There are steps you can take to help curb sibling rivalry even before your new child arrives. Reading books about having a new brother or sister, talking about how the new sibling will take mom and dad’s time and reassuring your child that you still love them just as much as before will really help. Help your child understand that you’ll all be working together to take care of the new child.

Once the new baby or child arrives, you can let the older child help with the new arrival. Praise all positive interactions between the children using phrases like, “I liked how you shared your bear with your brother.” And, when possible, set aside time to spend with just the older child to show he or she still holds a special place in your heart. This can be as simple as private storytime or mommy and me trip to the park.

Even the best of preparations won’t prevent all instances of conflict.

You may see instances of arguing or physical fighting, frustration, tattling, and demanding attention in younger children. Older children may have more arguing over everything from friends to bathroom time. Allowing children time to try and work through non-physical disagreements themselves will help them learn to manage conflict as they get older. And parents can’t force children to get along. But there are steps you can take to help manage sibling rivalry.

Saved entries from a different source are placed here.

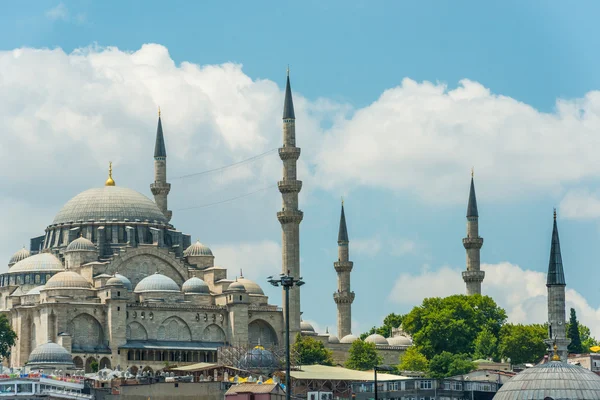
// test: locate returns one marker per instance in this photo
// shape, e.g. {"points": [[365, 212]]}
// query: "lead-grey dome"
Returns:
{"points": [[109, 203], [156, 283], [50, 354], [195, 285], [555, 380]]}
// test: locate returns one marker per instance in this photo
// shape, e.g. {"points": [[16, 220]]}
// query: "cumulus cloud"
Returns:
{"points": [[521, 292]]}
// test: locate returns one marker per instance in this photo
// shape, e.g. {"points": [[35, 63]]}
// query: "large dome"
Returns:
{"points": [[109, 203], [555, 380]]}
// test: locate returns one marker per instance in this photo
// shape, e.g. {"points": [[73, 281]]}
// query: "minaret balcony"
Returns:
{"points": [[289, 186], [343, 297], [473, 276], [343, 266], [289, 153], [473, 243]]}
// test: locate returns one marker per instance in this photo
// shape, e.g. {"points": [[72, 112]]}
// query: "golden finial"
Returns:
{"points": [[110, 181], [555, 357]]}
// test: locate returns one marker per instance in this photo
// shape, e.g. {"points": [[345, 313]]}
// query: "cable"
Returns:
{"points": [[228, 200], [227, 166]]}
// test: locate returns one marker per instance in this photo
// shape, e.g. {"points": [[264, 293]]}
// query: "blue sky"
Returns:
{"points": [[344, 55]]}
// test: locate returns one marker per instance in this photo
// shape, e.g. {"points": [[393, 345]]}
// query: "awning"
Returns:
{"points": [[170, 345]]}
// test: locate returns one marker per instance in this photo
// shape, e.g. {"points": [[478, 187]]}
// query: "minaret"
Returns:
{"points": [[557, 333], [473, 276], [290, 216], [160, 188], [343, 297]]}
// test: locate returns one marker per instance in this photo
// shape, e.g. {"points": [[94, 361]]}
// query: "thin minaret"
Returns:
{"points": [[290, 216], [343, 266], [160, 188], [557, 333], [473, 276]]}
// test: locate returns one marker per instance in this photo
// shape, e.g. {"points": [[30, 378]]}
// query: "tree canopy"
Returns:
{"points": [[312, 351], [452, 323], [362, 356], [8, 337]]}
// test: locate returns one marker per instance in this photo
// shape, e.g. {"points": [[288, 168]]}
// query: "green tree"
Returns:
{"points": [[312, 351], [523, 343], [486, 345], [8, 337], [447, 364], [573, 333], [412, 360], [362, 356], [452, 323]]}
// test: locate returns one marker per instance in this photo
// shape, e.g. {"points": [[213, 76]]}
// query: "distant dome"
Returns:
{"points": [[377, 339], [197, 249], [156, 283], [349, 339], [236, 287], [555, 380], [251, 286], [50, 354], [67, 280], [81, 244], [109, 203], [43, 262], [195, 285], [18, 256]]}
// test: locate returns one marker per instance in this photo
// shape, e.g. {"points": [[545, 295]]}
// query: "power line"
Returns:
{"points": [[228, 200], [227, 166]]}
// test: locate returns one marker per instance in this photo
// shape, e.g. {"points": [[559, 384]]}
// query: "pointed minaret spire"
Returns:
{"points": [[473, 276], [557, 335], [160, 188], [343, 297]]}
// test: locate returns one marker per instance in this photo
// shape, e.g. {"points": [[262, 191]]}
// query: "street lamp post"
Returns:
{"points": [[287, 282]]}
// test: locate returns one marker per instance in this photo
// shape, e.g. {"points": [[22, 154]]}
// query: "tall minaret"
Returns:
{"points": [[473, 276], [160, 188], [557, 333], [343, 297], [290, 216]]}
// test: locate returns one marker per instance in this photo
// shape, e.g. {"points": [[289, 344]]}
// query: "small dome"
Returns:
{"points": [[156, 283], [35, 290], [50, 353], [67, 280], [195, 285], [251, 286], [377, 339], [555, 380], [18, 256], [42, 262], [81, 244], [236, 287], [197, 249], [306, 327], [349, 339]]}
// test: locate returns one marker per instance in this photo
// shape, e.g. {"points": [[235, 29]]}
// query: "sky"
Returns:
{"points": [[395, 103]]}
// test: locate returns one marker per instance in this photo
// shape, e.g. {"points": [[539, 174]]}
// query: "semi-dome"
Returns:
{"points": [[43, 262], [67, 280], [81, 244], [109, 203], [554, 380], [349, 339], [18, 256], [50, 354], [195, 285], [197, 249], [156, 283], [377, 339], [251, 286]]}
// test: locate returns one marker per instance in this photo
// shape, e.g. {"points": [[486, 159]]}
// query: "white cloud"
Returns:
{"points": [[580, 204], [521, 292]]}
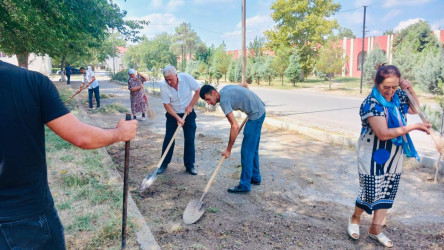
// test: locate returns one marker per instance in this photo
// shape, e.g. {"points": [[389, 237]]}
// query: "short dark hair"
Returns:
{"points": [[386, 71], [206, 89]]}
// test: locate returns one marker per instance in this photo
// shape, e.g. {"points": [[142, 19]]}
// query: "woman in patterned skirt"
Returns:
{"points": [[139, 101], [384, 138]]}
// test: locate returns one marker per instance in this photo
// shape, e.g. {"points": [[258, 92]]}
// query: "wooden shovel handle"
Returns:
{"points": [[171, 142]]}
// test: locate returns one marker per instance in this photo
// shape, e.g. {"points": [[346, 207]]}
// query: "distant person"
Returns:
{"points": [[28, 217], [235, 97], [383, 141], [139, 101], [92, 84], [68, 71], [178, 98]]}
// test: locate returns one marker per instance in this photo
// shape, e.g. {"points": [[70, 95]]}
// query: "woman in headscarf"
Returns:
{"points": [[383, 141], [139, 101]]}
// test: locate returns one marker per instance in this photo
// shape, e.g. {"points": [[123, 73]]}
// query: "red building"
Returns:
{"points": [[352, 48]]}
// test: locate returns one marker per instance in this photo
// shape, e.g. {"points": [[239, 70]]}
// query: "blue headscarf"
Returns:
{"points": [[393, 121]]}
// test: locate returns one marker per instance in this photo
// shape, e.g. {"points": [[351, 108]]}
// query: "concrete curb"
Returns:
{"points": [[144, 236]]}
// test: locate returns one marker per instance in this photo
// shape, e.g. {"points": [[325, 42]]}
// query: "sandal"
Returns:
{"points": [[384, 240], [353, 229]]}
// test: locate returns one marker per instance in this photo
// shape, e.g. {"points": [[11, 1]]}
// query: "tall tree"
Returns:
{"points": [[59, 28], [280, 61], [184, 40], [304, 24], [375, 58], [294, 69], [257, 45], [414, 48]]}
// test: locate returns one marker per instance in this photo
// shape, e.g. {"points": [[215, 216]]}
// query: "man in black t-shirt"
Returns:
{"points": [[28, 101]]}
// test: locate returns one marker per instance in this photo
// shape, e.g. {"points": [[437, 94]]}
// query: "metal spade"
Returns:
{"points": [[149, 179], [196, 208]]}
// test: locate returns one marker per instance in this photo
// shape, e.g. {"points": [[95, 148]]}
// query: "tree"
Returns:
{"points": [[221, 60], [60, 28], [345, 32], [184, 40], [413, 49], [235, 70], [430, 71], [375, 57], [330, 60], [304, 24], [257, 45], [265, 70], [280, 62], [294, 70]]}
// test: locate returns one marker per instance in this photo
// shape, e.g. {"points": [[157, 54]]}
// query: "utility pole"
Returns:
{"points": [[182, 57], [112, 39], [363, 51], [243, 43]]}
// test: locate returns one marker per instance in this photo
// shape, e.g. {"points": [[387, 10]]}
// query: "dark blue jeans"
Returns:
{"points": [[96, 94], [250, 152], [189, 132], [44, 231]]}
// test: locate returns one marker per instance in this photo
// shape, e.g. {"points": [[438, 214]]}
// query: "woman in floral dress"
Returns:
{"points": [[139, 101], [383, 141]]}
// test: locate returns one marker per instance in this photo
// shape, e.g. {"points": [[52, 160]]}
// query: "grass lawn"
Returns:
{"points": [[88, 199]]}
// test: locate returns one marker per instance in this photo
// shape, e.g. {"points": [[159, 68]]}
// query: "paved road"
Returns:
{"points": [[328, 112], [332, 113]]}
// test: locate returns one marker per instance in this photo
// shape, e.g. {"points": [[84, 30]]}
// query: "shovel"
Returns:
{"points": [[149, 179], [125, 187], [196, 208], [69, 99]]}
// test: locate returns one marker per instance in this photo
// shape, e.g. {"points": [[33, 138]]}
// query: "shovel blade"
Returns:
{"points": [[146, 183], [193, 212]]}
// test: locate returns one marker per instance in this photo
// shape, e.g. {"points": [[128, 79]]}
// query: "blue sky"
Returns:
{"points": [[220, 20]]}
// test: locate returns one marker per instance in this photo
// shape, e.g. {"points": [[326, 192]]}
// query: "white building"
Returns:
{"points": [[40, 64]]}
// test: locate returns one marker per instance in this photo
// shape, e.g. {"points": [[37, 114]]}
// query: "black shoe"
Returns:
{"points": [[238, 189], [191, 171], [161, 169], [255, 182]]}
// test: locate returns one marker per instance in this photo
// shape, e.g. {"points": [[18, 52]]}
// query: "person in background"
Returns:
{"points": [[178, 98], [68, 71], [29, 101], [139, 101], [235, 97], [92, 84], [383, 141]]}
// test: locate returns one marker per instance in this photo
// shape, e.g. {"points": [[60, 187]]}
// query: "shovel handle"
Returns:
{"points": [[170, 143], [207, 187], [125, 187]]}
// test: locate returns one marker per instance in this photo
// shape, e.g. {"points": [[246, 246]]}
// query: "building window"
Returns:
{"points": [[360, 58]]}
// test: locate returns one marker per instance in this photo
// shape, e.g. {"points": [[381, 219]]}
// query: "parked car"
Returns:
{"points": [[74, 71]]}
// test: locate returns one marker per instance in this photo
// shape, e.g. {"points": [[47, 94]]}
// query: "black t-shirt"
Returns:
{"points": [[28, 100]]}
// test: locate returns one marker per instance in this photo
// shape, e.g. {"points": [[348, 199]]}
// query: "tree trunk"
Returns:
{"points": [[62, 66], [22, 59]]}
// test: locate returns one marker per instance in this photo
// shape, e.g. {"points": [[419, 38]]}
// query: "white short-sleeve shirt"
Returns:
{"points": [[181, 98]]}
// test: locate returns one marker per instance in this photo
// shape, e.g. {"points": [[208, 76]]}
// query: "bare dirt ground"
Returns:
{"points": [[306, 196]]}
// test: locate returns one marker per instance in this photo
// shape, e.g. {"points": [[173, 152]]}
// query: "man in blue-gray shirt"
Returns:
{"points": [[234, 97]]}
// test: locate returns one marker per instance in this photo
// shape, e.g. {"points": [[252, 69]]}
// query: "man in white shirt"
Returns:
{"points": [[178, 98]]}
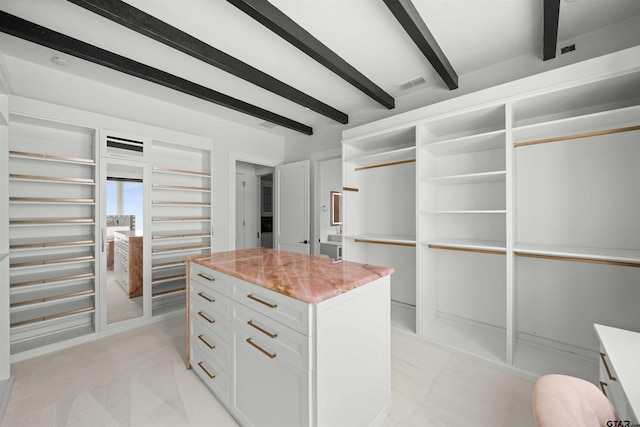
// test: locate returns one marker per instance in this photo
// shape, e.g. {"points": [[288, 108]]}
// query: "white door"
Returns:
{"points": [[240, 211], [291, 216]]}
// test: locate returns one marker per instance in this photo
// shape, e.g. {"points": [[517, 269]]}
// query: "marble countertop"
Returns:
{"points": [[311, 279]]}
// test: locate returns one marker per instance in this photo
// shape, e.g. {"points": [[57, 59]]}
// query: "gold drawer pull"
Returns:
{"points": [[602, 386], [211, 279], [250, 296], [206, 297], [205, 341], [267, 333], [205, 317], [611, 377], [205, 370], [271, 356]]}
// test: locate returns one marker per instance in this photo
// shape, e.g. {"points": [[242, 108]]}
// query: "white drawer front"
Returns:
{"points": [[212, 279], [286, 310], [210, 299], [271, 336], [211, 320], [211, 344], [212, 375]]}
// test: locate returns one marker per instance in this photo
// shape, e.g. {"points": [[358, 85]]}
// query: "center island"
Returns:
{"points": [[286, 339]]}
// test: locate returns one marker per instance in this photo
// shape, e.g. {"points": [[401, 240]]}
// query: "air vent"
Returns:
{"points": [[116, 144], [267, 125], [411, 84]]}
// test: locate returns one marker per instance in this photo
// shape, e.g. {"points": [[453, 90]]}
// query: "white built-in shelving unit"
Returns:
{"points": [[523, 209], [180, 219], [52, 229], [379, 196]]}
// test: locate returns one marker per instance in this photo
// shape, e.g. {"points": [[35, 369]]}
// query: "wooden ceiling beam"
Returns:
{"points": [[43, 36], [551, 17], [410, 19], [272, 18], [143, 23]]}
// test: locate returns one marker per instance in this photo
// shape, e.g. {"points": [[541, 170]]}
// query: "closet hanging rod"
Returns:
{"points": [[480, 251], [577, 136], [579, 259], [159, 169], [382, 242], [400, 162]]}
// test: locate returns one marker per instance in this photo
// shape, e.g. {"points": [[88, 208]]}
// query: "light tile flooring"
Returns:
{"points": [[138, 378]]}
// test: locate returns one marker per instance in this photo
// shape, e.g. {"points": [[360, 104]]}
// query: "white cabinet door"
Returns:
{"points": [[270, 390], [291, 220]]}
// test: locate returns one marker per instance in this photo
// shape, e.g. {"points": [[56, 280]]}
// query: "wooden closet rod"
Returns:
{"points": [[577, 136], [386, 164], [480, 251], [577, 259], [379, 242]]}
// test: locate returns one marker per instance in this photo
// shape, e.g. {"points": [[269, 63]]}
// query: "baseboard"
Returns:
{"points": [[5, 393]]}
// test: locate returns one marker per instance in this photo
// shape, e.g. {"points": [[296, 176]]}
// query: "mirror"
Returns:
{"points": [[336, 201], [123, 234]]}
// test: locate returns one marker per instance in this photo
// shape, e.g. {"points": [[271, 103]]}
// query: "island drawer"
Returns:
{"points": [[212, 375], [210, 299], [270, 337], [210, 278], [286, 310], [210, 319], [211, 345]]}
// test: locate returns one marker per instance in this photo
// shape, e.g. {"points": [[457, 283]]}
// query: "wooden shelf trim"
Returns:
{"points": [[52, 316], [181, 218], [51, 199], [168, 291], [177, 236], [52, 261], [51, 280], [51, 178], [380, 165], [53, 298], [384, 242], [177, 202], [178, 187], [182, 248], [159, 169], [577, 136], [52, 221], [580, 259], [51, 244], [481, 251], [51, 157]]}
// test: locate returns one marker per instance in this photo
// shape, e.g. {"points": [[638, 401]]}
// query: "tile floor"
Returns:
{"points": [[137, 378]]}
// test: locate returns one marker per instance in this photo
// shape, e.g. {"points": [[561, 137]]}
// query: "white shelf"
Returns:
{"points": [[402, 154], [472, 178], [598, 254], [467, 144]]}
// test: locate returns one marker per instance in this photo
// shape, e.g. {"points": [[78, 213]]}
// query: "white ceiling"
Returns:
{"points": [[473, 34]]}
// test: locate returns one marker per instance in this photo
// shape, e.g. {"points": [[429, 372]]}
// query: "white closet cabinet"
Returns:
{"points": [[52, 229], [527, 206], [180, 219], [379, 199]]}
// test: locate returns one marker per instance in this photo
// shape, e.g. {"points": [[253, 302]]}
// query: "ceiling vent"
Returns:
{"points": [[267, 125], [411, 84]]}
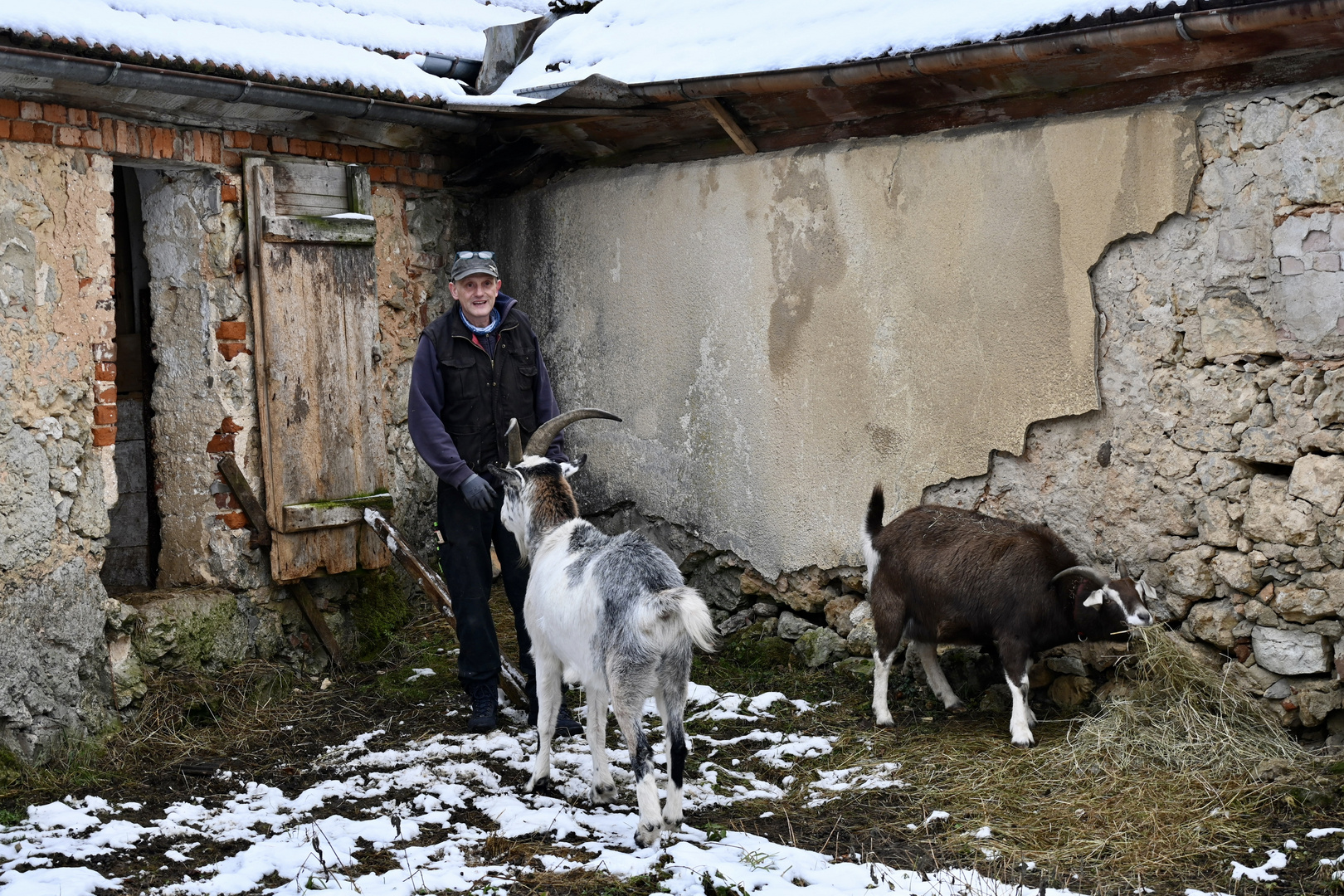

Start by listening to each child. Allow each child to be heard fully without the other child interrupting. Then ask the children how they would suggest solving the problem. You might be surprised at how they are able to figure things out themselves when someone listens.

Set and keep ground rules when it comes to disagreements. By being consistent about what you will tolerate you’ll be helping children to learn boundaries. For example, you’ll allow the children to express frustration and to argue but not to become physical. You might let them use words to disagree but not yelling. Part of this comes from modeling disagreements with the other adults in your life. As children see or hear you disagree with others, they learn how to manage themselves better.

Be careful how you refer to your children. Using words like “the athletic one” or the “wild child” makes other children who are not in those categories feel unequal which results in jealousy. And jealousy is one of the main reasons for sibling rivalry.

Set your children up for having peaceful interactions. If you think about the way adults share, they don’t grab things from their spouses or coworkers, they simply ask “when you’re done with the phone, may I use it?” And the response usually, “Yes.” Teach your children the same interactions, instead of demanding that their brother or sister share, teach them to ask “when you’re done with . . . may I have it.” This will actually end a lot of fighting over things.

Whatever you do, when your children are having problems getting along, don’t take sides. Instead, when everyone is calm, just listen to each child’s version of what happened and help them find a way to work things out. “What is another way you can respond to your brother or sister?” is a good phrase to use. With younger children, you may need to put a toy into time out to keep from appearing to take sides.

Handling the fighting between children isn’t easy. It takes patience and wisdom. Being able to handle differences with other people is a skill even some adults haven’t learned. But if you help your children work at it, they will be much better prepared as they grow older.